The quest of the Inner Ring will break your hearts unless you break it. But if you break it, a surprising result will follow. If in your working hours you make the work your end, you will presently find yourself all unawares inside the only circle in your profession that really matters. You will be one of the sound craftsmen, and other sound craftsmen will know it. This group of craftsmen will by no means coincide with the Inner Ring or the Important People or the People in the Know. It will not shape that professional policy or work up that professional influence which fights for the profession as a whole against the public: nor will it lead to those periodic scandals and crises which the Inner Ring produces. But it will do those things which that profession exists to do and will in the long run be responsible for all the respect which that profession in fact enjoys and which the speeches and advertisements cannot maintain. And if in your spare time you consort simply with the people you like, you will again find that you have come unawares to a real inside: that you are indeed snug and safe at the center of something which, seen from without, would look exactly like an Inner Ring. But the difference is that its secrecy is accidental, and its exclusiveness a by-product, and no one was led thither by the lure of the esoteric: for it is only four or five people who like one another meeting to do things that they like. This is friendship. Aristotle placed it among the virtues. It causes perhaps half of all the happiness in the world, and no Inner Ring can ever have it.
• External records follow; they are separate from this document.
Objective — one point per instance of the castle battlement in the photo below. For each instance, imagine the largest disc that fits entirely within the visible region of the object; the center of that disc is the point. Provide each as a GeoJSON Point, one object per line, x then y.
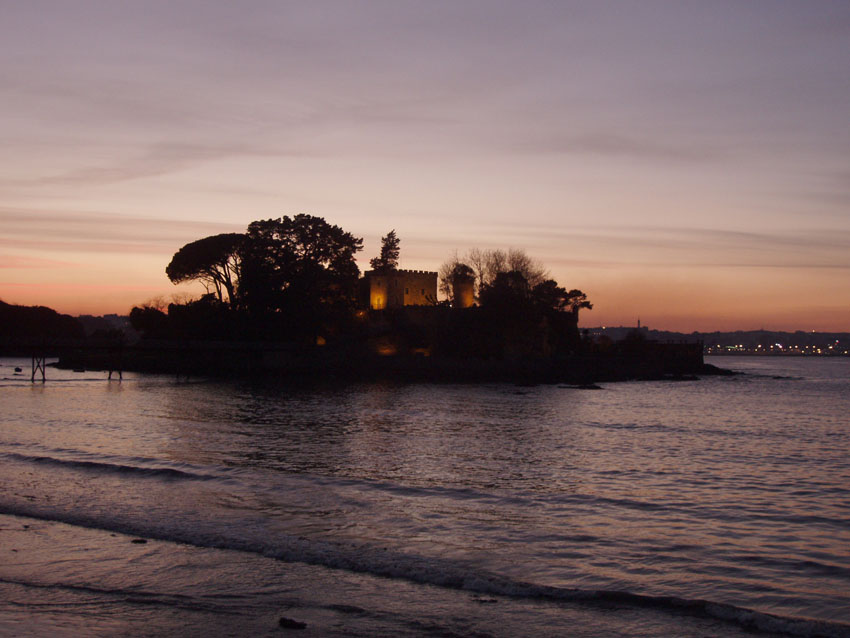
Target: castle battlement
{"type": "Point", "coordinates": [396, 288]}
{"type": "Point", "coordinates": [400, 271]}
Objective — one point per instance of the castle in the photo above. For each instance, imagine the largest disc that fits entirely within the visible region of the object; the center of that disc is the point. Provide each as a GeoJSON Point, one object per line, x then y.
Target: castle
{"type": "Point", "coordinates": [397, 288]}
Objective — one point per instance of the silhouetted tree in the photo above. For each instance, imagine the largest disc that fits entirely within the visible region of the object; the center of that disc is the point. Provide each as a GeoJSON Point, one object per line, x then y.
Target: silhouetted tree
{"type": "Point", "coordinates": [151, 322]}
{"type": "Point", "coordinates": [214, 261]}
{"type": "Point", "coordinates": [22, 323]}
{"type": "Point", "coordinates": [300, 266]}
{"type": "Point", "coordinates": [487, 264]}
{"type": "Point", "coordinates": [461, 275]}
{"type": "Point", "coordinates": [388, 259]}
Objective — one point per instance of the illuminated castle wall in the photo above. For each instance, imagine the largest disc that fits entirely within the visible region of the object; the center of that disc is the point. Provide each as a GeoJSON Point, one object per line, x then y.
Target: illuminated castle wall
{"type": "Point", "coordinates": [401, 288]}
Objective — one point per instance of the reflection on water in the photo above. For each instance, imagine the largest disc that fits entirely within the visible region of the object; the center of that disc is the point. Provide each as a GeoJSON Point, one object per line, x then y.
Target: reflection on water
{"type": "Point", "coordinates": [728, 489]}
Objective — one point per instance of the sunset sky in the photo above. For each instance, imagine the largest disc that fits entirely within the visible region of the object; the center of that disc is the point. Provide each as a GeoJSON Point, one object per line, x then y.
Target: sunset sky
{"type": "Point", "coordinates": [685, 163]}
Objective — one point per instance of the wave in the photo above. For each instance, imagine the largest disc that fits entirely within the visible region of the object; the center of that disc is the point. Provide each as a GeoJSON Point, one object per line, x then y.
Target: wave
{"type": "Point", "coordinates": [438, 572]}
{"type": "Point", "coordinates": [166, 473]}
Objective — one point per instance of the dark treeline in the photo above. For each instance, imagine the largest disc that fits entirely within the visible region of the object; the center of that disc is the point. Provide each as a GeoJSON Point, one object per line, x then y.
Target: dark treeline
{"type": "Point", "coordinates": [31, 324]}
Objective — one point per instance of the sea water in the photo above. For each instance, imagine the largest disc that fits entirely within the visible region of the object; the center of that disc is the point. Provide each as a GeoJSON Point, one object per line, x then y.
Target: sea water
{"type": "Point", "coordinates": [163, 506]}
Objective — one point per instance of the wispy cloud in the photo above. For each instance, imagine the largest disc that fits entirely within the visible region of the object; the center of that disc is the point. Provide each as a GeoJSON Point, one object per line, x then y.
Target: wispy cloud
{"type": "Point", "coordinates": [59, 230]}
{"type": "Point", "coordinates": [613, 144]}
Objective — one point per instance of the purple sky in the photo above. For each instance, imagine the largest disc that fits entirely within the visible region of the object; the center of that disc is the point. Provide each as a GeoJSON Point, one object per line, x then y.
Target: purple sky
{"type": "Point", "coordinates": [687, 163]}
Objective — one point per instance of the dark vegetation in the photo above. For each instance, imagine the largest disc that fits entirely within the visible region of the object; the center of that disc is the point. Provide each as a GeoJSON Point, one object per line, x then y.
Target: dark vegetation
{"type": "Point", "coordinates": [31, 324]}
{"type": "Point", "coordinates": [295, 280]}
{"type": "Point", "coordinates": [286, 296]}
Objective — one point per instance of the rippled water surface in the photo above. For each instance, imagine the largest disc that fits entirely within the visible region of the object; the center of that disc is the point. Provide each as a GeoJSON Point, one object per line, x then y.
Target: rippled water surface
{"type": "Point", "coordinates": [651, 497]}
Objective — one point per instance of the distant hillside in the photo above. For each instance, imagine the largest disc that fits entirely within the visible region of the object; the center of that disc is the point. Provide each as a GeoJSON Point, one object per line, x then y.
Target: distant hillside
{"type": "Point", "coordinates": [21, 324]}
{"type": "Point", "coordinates": [745, 340]}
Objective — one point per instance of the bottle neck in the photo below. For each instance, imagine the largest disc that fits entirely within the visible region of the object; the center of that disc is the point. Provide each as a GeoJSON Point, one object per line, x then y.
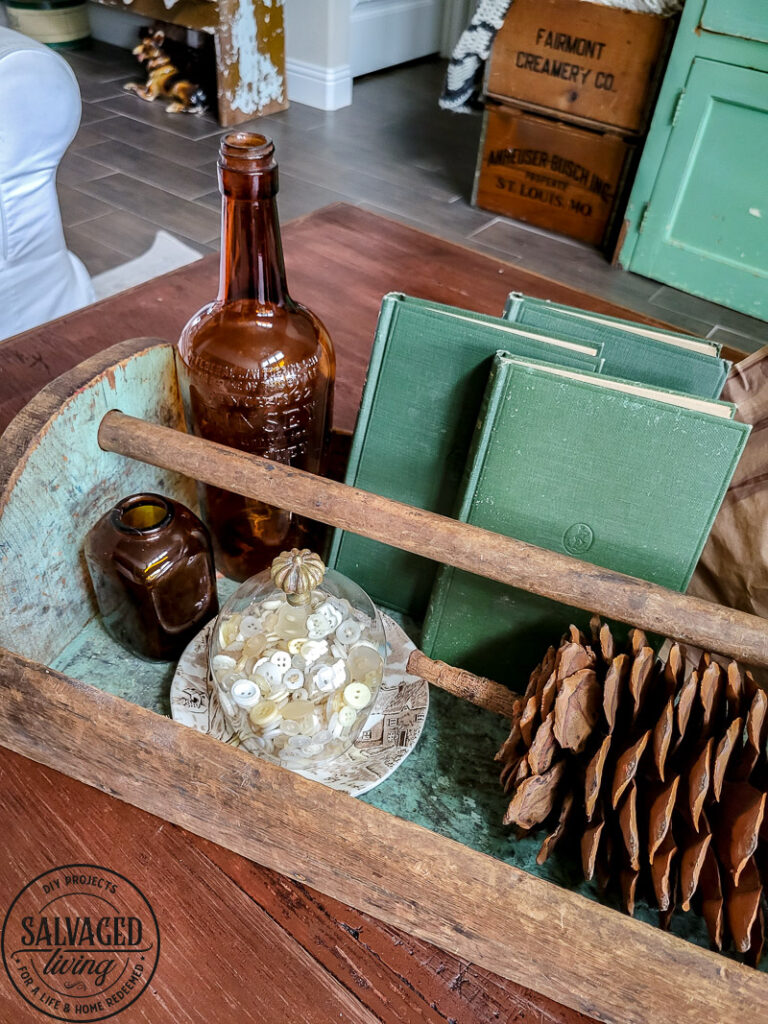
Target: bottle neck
{"type": "Point", "coordinates": [252, 264]}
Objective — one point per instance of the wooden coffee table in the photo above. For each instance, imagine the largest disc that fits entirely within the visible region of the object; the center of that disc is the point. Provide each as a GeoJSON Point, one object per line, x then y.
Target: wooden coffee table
{"type": "Point", "coordinates": [240, 942]}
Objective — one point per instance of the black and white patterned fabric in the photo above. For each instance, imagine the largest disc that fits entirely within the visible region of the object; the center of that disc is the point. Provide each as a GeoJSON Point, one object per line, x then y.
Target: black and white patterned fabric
{"type": "Point", "coordinates": [464, 77]}
{"type": "Point", "coordinates": [463, 85]}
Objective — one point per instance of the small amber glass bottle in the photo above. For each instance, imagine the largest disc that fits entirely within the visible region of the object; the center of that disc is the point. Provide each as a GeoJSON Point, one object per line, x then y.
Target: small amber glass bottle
{"type": "Point", "coordinates": [152, 566]}
{"type": "Point", "coordinates": [256, 368]}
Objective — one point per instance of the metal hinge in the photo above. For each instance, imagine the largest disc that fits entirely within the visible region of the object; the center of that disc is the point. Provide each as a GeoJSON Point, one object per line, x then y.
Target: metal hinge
{"type": "Point", "coordinates": [643, 218]}
{"type": "Point", "coordinates": [676, 109]}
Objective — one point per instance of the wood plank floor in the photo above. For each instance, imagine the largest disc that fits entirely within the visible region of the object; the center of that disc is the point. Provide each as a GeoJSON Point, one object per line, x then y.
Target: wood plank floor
{"type": "Point", "coordinates": [133, 169]}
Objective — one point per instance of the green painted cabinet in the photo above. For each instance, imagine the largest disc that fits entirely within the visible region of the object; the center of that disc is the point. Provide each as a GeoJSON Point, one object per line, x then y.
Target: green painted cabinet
{"type": "Point", "coordinates": [697, 217]}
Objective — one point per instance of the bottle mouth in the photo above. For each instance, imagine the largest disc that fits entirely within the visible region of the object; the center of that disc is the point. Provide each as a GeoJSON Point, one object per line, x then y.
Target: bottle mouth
{"type": "Point", "coordinates": [141, 513]}
{"type": "Point", "coordinates": [243, 151]}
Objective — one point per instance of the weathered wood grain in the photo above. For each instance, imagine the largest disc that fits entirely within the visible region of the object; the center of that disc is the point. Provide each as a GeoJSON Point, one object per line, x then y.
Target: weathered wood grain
{"type": "Point", "coordinates": [340, 261]}
{"type": "Point", "coordinates": [483, 692]}
{"type": "Point", "coordinates": [210, 964]}
{"type": "Point", "coordinates": [561, 578]}
{"type": "Point", "coordinates": [378, 963]}
{"type": "Point", "coordinates": [240, 965]}
{"type": "Point", "coordinates": [478, 908]}
{"type": "Point", "coordinates": [53, 474]}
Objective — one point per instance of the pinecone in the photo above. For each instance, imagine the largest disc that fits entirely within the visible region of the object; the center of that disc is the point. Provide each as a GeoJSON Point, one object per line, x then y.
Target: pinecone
{"type": "Point", "coordinates": [662, 776]}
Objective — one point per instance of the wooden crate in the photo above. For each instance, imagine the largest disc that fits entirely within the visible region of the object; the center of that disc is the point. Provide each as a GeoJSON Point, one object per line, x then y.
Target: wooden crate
{"type": "Point", "coordinates": [559, 176]}
{"type": "Point", "coordinates": [582, 953]}
{"type": "Point", "coordinates": [588, 62]}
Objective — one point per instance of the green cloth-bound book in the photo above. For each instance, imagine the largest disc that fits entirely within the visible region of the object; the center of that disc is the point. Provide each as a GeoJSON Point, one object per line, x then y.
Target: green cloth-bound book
{"type": "Point", "coordinates": [635, 351]}
{"type": "Point", "coordinates": [617, 474]}
{"type": "Point", "coordinates": [428, 371]}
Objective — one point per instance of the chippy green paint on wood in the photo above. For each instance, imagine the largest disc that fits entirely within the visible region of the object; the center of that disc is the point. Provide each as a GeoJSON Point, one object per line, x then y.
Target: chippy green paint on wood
{"type": "Point", "coordinates": [62, 486]}
{"type": "Point", "coordinates": [697, 217]}
{"type": "Point", "coordinates": [449, 783]}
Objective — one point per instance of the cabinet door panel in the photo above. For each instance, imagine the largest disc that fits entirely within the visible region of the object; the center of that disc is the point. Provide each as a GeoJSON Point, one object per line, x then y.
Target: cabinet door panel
{"type": "Point", "coordinates": [748, 18]}
{"type": "Point", "coordinates": [706, 229]}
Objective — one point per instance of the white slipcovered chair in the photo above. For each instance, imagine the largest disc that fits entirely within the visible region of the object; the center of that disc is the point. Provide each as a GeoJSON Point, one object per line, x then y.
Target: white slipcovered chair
{"type": "Point", "coordinates": [39, 115]}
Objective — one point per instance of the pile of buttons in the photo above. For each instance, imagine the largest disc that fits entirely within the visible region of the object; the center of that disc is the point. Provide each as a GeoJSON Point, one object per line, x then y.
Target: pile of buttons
{"type": "Point", "coordinates": [297, 683]}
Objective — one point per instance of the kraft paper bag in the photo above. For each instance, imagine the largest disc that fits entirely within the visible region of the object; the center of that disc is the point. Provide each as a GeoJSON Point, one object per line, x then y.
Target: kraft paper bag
{"type": "Point", "coordinates": [733, 567]}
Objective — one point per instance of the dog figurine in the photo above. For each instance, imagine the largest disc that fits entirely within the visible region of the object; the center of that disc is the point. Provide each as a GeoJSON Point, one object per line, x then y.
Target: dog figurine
{"type": "Point", "coordinates": [164, 80]}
This of course is something that applies to more than just buying an album or combing my hair a certain way. I find it especially at work at church, which is the last place that there should be an inner ring. In the end, we're all in the big ring of God's grace, and so one home group shouldn't be better than another, and one ministry shouldn't be more exclusive or give an air of superiority over another. Sometimes it happens inadvertently, and we should make every effort to make sure it doesn't happen.

I'll get the album because I love the music, but in the meantime it reminded me to be careful how to treat others. Funny how one little thing like a CD release can lead to these thoughts.

For now, I can read the liner notes!

Monday, July 25, 2005

Sony BMG Apologizes For Payola Involving J. Lo, Avril, Good Charlotte, Others

Sony BMG Apologizes For Payola Involving J. Lo, Avril, Good Charlotte, Others: "Sony BMG Apologizes For Payola Involving J. Lo, Avril, Good Charlotte, Others

Label gave trips, cash and electronics to stations in exchange for airplay."

Here's a story that should surprise no one.

If they played stuff people wanted to hear it'd be all Hank Williams, Jr. and KPIG would be a national channel instead of local.

Friday, July 22, 2005

Regis and Dean

I find those weird informercials with Dean Martin and Regis Philbin singing together just creepy.

Regis, here's a tip: You're not that great of a singer. If you tried out for American Idol, you wouldn't go to Hollywood, dog. I'm just keeping it real, yo.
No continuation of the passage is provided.